A la Philharmonie de Paris : London Calling
Boulez, Benjamin, Brahms. Triple B pour une soirée avec un grand S, et un casting anglo-saxon cinq étoiles : Sir Simon Rattle et le London Symphony Orchestra, avec une certaine Barbara Hannigan en guest. Bref, la promesse d’un sacré moment.
Boulez joué à domicile
Eclat (1965) était la première pièce donnée ; une petite dizaine de minutes de travail sur les timbres, avec quinze instruments. Et rien que pour entendre glockenspiel, harpe, célesta, mandoline et cymbalum sur la même scène, ça vaut le détour.
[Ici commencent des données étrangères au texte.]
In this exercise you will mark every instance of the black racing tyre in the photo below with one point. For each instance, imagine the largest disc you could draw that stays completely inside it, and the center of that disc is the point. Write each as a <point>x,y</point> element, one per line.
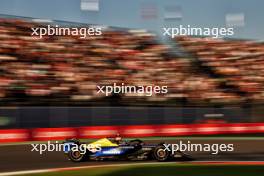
<point>136,142</point>
<point>77,156</point>
<point>161,154</point>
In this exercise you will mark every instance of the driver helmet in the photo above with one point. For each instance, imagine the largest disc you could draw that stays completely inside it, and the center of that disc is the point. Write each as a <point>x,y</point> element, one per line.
<point>118,138</point>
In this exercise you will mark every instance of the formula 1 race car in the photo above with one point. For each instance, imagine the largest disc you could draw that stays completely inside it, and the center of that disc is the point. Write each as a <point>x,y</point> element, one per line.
<point>105,149</point>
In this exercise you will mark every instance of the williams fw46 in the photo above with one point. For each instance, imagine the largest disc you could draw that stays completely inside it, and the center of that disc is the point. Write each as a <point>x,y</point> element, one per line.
<point>107,149</point>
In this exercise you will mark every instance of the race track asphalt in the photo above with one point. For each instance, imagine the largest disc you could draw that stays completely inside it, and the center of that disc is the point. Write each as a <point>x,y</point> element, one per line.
<point>20,157</point>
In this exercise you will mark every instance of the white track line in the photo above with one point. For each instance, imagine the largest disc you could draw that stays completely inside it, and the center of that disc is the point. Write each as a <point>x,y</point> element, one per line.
<point>112,165</point>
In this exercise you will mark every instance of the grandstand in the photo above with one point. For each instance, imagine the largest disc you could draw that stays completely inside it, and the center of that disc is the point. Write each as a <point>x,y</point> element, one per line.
<point>65,70</point>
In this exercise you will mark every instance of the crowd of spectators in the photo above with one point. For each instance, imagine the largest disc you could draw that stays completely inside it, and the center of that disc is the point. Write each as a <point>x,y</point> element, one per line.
<point>240,63</point>
<point>65,70</point>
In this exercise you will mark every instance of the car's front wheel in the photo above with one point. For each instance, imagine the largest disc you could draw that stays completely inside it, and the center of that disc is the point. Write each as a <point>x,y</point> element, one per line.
<point>161,154</point>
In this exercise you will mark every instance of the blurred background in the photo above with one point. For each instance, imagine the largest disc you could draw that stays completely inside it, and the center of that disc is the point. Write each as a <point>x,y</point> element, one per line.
<point>51,82</point>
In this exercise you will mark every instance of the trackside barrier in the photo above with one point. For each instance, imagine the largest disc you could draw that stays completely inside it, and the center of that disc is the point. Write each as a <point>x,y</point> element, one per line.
<point>44,134</point>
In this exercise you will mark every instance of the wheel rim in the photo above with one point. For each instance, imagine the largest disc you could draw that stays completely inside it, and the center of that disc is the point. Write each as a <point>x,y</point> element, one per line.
<point>161,153</point>
<point>76,154</point>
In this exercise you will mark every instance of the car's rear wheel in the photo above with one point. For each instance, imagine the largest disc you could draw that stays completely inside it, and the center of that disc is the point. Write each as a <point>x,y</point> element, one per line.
<point>77,156</point>
<point>161,154</point>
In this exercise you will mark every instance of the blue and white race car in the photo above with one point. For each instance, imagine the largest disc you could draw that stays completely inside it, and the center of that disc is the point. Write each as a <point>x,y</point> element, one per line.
<point>108,149</point>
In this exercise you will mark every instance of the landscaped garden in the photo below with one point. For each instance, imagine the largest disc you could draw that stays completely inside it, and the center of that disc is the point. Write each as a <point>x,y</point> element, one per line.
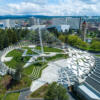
<point>12,96</point>
<point>51,92</point>
<point>40,93</point>
<point>29,51</point>
<point>49,49</point>
<point>17,58</point>
<point>29,73</point>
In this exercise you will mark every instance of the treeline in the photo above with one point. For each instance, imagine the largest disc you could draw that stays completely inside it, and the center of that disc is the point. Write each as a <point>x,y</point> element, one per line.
<point>76,41</point>
<point>11,36</point>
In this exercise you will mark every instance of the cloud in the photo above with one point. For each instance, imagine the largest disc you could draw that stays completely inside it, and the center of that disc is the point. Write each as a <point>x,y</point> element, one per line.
<point>42,7</point>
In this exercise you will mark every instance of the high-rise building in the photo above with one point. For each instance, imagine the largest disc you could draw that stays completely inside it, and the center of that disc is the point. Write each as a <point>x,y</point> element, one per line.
<point>84,30</point>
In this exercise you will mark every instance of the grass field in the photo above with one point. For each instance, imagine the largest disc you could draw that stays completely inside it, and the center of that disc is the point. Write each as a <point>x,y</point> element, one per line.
<point>49,49</point>
<point>30,52</point>
<point>35,70</point>
<point>40,92</point>
<point>17,58</point>
<point>56,57</point>
<point>98,55</point>
<point>12,96</point>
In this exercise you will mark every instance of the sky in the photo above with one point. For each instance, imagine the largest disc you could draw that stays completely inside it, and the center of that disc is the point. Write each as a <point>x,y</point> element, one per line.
<point>50,7</point>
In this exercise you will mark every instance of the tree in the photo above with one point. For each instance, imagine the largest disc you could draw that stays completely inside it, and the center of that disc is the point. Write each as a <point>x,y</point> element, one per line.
<point>95,46</point>
<point>56,92</point>
<point>62,38</point>
<point>17,75</point>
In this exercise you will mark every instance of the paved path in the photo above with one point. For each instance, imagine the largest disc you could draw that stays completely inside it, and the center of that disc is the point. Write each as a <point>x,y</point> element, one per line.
<point>23,95</point>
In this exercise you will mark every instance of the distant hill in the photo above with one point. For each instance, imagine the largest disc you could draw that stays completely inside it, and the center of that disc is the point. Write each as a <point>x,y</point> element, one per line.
<point>88,18</point>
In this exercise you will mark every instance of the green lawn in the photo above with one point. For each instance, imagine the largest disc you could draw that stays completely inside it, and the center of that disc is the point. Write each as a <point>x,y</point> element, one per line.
<point>17,58</point>
<point>56,57</point>
<point>30,52</point>
<point>40,93</point>
<point>98,55</point>
<point>12,96</point>
<point>35,70</point>
<point>49,49</point>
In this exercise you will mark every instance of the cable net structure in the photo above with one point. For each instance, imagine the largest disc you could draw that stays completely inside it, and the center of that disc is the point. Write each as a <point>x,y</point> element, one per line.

L’une des nombreuses spécificités de ce morceau réside quand même, il faut le dire, dans la circulation imprévisible du son, qui erre nerveusement de pupitre en pupitre, sans que l’on ait toujours le temps d’identifier quel instrument joue. Expérience singulière, vous en conviendrez, que de voir des timbres aussi irréductibles se confondre. On aurait tout de même apprécié un calme olympien pour cette dentelle sonore – on eut plutôt droit à cinquante nuances de raclement de gorge. Indice de l’intérêt éprouvé par le public ? Joker.
Picture an evening like this
Quoiqu’il en soit, après ce Boulez bien ardu, on avait soif de phrases juteuses. Arriva à point nommé l’Interludes and Aria de George Benjamin, pièce d’une vingtaine de minutes pour orchestre et soprane créée quelques jours plus tôt à Londres (tirée en réalité de l’opéra Lessons in Love and Violence du même compositeur). Ce morceau trouble, étrange, faisait émerger en son milieu une litanie sauvage exécutée par une Barbara Hannigan transie et bluffante. Un récitatif qui déborde rapidement son propre cadre, à coup de soubresauts, dans une ligne vocale (on n’oserait dire mélodique) folle et heurtée, mais fascinante malgré tout. Au global, la performance reste, même dans les passages purement orchestraux, une expérience étrange et déconcertante. Si vous connaissez le duo Benjamin/Crimp, vous ne serez pas surpris.
Autopilote
On put enfin accueillir la Symphonie n°4 de Brahms (1885). Quarante minutes de très, très belle musique, que le London Symphony Orchestra connaissait sur le bout des doigts – au point que Sir Simon Rattle mimait parfois lui-même le retrait. On passait de délice en volupté, porté par cette élégance qui fait le charme des partitions de Brahms. Tous les ingrédients étaient réunis pour savourer ces thèmes qui se développent subtilement, pour s’émerveiller des rondeurs amples et humbles des cordes, de la force chaleureuse et crépusculaire des tutti. Coup de cœur pour les 1er et 4e mouvements. Bref, grandiose, de A à Z – disons Z bis, car on eut droit à une danse hongroise en supplément. Of course.